Bovrisse's case recently entered Japan's civil legal system, after arbitration — a compulsory precursor step to filing a wrongful termination lawsuit in Japan — failed to result in any resolution. Bovrisse, who has worked in the luxury goods industry for nearly 20 years, including lengthy stints at Louis Vuitton and at Prada in New York, claims that within months of being hired as a senior regional manager by Prada in Japan, she was directed by her superiors to fire or demote 15 women managers they deemed unattractive or too old.
"[M]ost of the female employees at Prada Japan distant themselves from me in fear of getting fired too," says Bovrisse. "They reminded me of women repressed of their rights decades ago. That was when I was like, wait a minute, this is 2010, are they for real?"

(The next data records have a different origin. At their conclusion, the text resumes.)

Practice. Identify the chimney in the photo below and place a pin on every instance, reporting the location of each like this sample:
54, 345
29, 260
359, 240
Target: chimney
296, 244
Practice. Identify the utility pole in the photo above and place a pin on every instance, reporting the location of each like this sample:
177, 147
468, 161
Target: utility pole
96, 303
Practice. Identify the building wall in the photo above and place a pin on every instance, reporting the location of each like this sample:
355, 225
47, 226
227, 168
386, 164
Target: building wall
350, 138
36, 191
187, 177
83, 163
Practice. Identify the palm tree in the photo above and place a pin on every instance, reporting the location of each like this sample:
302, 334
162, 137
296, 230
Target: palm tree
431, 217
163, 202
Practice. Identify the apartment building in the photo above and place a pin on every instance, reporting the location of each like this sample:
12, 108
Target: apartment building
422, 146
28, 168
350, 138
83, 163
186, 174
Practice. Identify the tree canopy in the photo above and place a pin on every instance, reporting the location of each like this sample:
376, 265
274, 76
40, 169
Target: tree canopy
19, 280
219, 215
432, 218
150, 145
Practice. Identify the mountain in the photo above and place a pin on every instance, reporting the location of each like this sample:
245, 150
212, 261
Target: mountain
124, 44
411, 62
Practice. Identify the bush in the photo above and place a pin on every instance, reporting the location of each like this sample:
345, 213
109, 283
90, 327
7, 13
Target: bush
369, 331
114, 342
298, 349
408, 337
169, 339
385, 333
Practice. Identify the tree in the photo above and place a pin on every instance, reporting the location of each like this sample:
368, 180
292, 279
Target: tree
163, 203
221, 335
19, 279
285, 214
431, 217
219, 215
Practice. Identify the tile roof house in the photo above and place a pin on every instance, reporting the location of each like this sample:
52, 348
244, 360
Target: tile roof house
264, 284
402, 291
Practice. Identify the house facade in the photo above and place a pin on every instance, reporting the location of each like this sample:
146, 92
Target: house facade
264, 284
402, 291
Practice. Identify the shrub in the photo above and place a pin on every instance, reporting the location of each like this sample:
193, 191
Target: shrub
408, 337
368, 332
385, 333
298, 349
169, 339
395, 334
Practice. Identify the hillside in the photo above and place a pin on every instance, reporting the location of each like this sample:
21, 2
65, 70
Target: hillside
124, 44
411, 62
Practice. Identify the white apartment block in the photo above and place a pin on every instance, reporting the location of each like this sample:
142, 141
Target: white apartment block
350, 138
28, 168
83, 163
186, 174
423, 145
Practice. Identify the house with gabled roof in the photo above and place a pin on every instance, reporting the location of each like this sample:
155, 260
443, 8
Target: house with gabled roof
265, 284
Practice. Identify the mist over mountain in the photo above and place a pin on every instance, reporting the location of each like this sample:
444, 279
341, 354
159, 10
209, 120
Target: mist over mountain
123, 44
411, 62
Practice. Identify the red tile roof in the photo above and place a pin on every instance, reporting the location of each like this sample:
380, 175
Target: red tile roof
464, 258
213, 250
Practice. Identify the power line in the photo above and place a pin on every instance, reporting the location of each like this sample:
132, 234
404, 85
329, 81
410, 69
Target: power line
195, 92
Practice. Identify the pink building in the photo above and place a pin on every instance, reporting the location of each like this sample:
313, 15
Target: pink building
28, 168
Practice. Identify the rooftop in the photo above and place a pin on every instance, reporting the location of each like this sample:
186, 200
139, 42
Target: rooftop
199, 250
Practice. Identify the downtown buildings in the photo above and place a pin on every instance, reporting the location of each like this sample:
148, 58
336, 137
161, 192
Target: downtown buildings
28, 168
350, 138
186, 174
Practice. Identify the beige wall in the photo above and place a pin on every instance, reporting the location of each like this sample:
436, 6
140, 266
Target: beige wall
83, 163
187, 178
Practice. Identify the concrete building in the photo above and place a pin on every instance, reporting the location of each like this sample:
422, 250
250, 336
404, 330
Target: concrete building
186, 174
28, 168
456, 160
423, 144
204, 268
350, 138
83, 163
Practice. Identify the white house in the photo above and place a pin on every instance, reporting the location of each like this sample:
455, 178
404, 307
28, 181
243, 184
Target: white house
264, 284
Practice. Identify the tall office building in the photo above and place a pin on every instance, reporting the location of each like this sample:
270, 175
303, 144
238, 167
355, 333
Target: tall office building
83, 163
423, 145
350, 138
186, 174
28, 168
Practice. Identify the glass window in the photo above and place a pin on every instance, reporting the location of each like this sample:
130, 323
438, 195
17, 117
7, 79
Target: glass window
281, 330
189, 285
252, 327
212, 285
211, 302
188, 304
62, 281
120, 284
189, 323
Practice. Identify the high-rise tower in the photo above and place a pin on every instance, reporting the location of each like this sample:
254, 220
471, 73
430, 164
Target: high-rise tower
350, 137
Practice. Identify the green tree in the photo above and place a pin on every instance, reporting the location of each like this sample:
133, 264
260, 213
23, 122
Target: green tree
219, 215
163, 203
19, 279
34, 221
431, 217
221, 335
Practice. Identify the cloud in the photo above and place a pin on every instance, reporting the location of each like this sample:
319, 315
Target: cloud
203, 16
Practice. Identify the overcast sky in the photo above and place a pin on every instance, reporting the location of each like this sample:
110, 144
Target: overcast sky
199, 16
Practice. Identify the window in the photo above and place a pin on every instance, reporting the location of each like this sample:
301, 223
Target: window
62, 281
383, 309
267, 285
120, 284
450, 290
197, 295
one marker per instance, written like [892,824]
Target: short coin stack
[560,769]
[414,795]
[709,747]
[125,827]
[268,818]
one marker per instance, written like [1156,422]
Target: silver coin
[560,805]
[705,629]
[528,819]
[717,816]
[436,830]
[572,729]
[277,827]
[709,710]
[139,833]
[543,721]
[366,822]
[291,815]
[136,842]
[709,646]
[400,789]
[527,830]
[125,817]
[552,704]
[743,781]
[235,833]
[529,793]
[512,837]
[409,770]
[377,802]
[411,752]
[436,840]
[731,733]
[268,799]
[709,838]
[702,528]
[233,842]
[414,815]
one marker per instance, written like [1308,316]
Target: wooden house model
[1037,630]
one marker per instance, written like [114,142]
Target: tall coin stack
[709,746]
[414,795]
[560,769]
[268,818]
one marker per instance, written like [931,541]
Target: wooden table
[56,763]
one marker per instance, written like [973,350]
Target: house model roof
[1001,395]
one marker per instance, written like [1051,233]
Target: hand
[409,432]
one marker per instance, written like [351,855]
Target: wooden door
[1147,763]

Bovrisse says that while she complied with the directives of Prada's Japanese C.E.O., Davide Sesia, and senior human resources manager Hiroyuki Takahashi during her first three months with the company, when she was a probationary hire, as soon as she became a permanent employee, she signaled her disagreement with the policies through the appropriate channels. The reasons offered for the demotions were that the employees concerned were "ugly, fat, old, disgusting, or with bad teeth, [or] not Sesia's & Takahashi's type," says Bovrisse. "They liked ‘cute' rather than smart, highly skilled female employees." Then higher-ups told Bovrisse to change her hair color and lose weight. Demotions, especially in combination with a transfer to a rural or undesirable store, were preferred over outright firings because the employees would often resign anyway. "This works in Prada's favor as they don't have to provide any layoff or termination package."
"Prada is selling their products to women, yet they are abusing hard working females who supported their company for decades," says Bovrisse. And although she claims her former employers offered her a cash settlement during the compulsory arbitration, she continued her case. "In Japan, we don't fight for money, we fight for human rights."
Discrimination based on age or looks is hardly unknown in the field of retail or in the fashion industry as a whole, although it is perhaps slightly unusual for a corporate employee such as Bovrisse to fall subject it. Abercrombie & Fitch's controversial "looks" policy was recently called into question when it banished Rhiam Dean, an employee with a prosthetic arm, to its store room. (It lost the discrimination lawsuit Dean brought.) And everyone knows that store employees — especially in big cities — are at least partly selected for their looks. Working in fashion, one almost expects to encounter a certain level of discrimination based on factors beyond one's own control — and yet even then, Bovrisse says what she faced at Prada was unprecedented in her career:
It was a shock. I didn't work as a model on the runway...I worked in this industry for almost two decades worldwide and I never thought I would face anything like this. The females I respect who taught and inspired me in my career all fall into their 'not Prada look' category. Even the famous ones like Oprah/Suzy Menkes, they are not young or size 0.
Prada eventually fired Bovrisse, first, it claimed, for taking her complaints up the chain of command beyond Japan, and later, it said, for speaking without authorization to the media. Her career is now effectively over. "Everyone knows everyone in fashion," she says. And her case — which may not succeed — is still many months away from any potential resolution. But Bovrisse believes that what happened to her was wrong, and that the world depends on people not just rolling over and taking it when the world wrongs them. "I heard Gucci just announced worldwide managers to be careful about discrimination mentioning about what happened recently to 'another luxury brand' as a case study to learn from. If it helps minimize any potential harassment and discrimination in the workplace in any or all industries, I think my enormous stress is worth it."
A recent history of negative publicity, not to mention even a handful of high-dollar-value damages rulings, might have the kind of chilling effect that would allow the women of fashion to breathe a little easier.